Scale note: a reusable prompt compounds — a creator who reproduces a working result builds on it instead of rediscovering it, so the value of the library grows with every capture rather than resetting each session.

Limitations (stated, because a portfolio claim is only as strong as what it concedes)

Small pilot. 65 creators, ~32 per A/B arm. The capture and library effects are large and consistent; the 30-day retention lift is directional.
Self-reported and short-horizon. Reproduction was judged in a structured test, not at scale, and retention is measured over the pilot window only.
Capture coverage is per-platform. Auto-attaching conditions depends on a hook for each surface; an unsupported platform drops to paste-and-parse, which only recovers what is in the prompt string.
Stored outputs carry their own terms. Example images and audio come from platforms with their own usage terms, so the library treats them as the creator's evidence, not redistributable assets.

Competitive context

Prompt management is a populated category in 2026 — PromptLayer, LangSmith, Langfuse, Braintrust, Helicone, Vellum — but those are developer and production-LLM platforms: prompt versioning, evaluation, tracing, and deployment for engineering teams shipping LLM apps.
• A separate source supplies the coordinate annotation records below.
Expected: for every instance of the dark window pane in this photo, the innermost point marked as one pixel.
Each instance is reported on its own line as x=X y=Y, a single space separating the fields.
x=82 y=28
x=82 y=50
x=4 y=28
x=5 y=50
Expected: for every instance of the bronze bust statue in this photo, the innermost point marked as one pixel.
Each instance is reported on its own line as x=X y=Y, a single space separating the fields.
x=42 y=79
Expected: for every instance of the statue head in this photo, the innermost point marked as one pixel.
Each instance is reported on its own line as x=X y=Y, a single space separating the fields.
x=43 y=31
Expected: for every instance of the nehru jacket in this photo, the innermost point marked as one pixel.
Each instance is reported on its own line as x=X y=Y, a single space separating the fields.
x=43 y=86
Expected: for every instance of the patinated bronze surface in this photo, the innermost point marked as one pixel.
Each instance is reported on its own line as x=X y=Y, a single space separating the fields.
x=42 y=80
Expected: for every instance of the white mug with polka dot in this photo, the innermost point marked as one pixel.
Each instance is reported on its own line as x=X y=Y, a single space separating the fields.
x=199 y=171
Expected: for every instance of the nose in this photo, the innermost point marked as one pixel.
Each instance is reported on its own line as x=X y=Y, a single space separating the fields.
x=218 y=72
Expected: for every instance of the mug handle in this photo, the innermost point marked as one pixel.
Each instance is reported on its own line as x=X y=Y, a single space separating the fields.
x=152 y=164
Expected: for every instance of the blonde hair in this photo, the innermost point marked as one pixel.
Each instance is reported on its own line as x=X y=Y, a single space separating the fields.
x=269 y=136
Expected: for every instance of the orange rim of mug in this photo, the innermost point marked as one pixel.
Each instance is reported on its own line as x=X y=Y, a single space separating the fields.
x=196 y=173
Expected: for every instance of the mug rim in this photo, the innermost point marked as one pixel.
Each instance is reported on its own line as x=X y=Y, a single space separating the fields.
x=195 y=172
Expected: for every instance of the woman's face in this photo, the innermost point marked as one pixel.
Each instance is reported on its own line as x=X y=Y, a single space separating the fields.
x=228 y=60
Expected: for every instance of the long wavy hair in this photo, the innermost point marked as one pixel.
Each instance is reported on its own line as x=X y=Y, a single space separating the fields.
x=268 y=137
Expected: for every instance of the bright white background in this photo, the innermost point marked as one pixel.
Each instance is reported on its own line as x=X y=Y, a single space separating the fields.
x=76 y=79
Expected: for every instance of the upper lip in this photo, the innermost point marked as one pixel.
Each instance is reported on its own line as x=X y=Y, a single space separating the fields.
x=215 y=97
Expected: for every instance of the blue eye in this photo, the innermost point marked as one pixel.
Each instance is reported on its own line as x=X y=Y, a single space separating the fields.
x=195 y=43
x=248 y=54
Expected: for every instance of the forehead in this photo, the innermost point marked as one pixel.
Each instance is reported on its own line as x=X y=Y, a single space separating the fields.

Prompt IDE sits in a different place: the individual creator, working across image, music, and LLM, who needs a working prompt captured as a reproducible artifact with proof, not a versioned string in a production registry. The wedge is reproducibility-as-artifact plus one-action capture for creators, where the dev tools optimize evaluation and deployment for teams. The two do not compete so much as serve different users — and naming that is what keeps the case from looking like it ignored a crowded field.

Reflections (transferable principles)

The reusable unit in generative work is the prompt plus the conditions that reproduce it; saving the text alone preserves the wording and loses the result.
A capture tool is won or lost at the moment of capture: attach the knowable context automatically and let enrichment wait, because anything that interrupts the creative flow leaves the library empty. (The A/B is the evidence: the complete-but-heavy form produced an empty library.)
On the question of whether prompt authoring is becoming obsolete: as long as a specific phrasing plus parameters reproduces a look, a sound, or a structured output, the reproducible prompt is an asset worth keeping — auto-optimization changes how prompts are written, not whether a working result is worth being able to reproduce.
Treating example outputs as first-class evidence, with a stability status, turns a stored prompt into something a creator can trust to reuse, which is what makes a library worth returning to.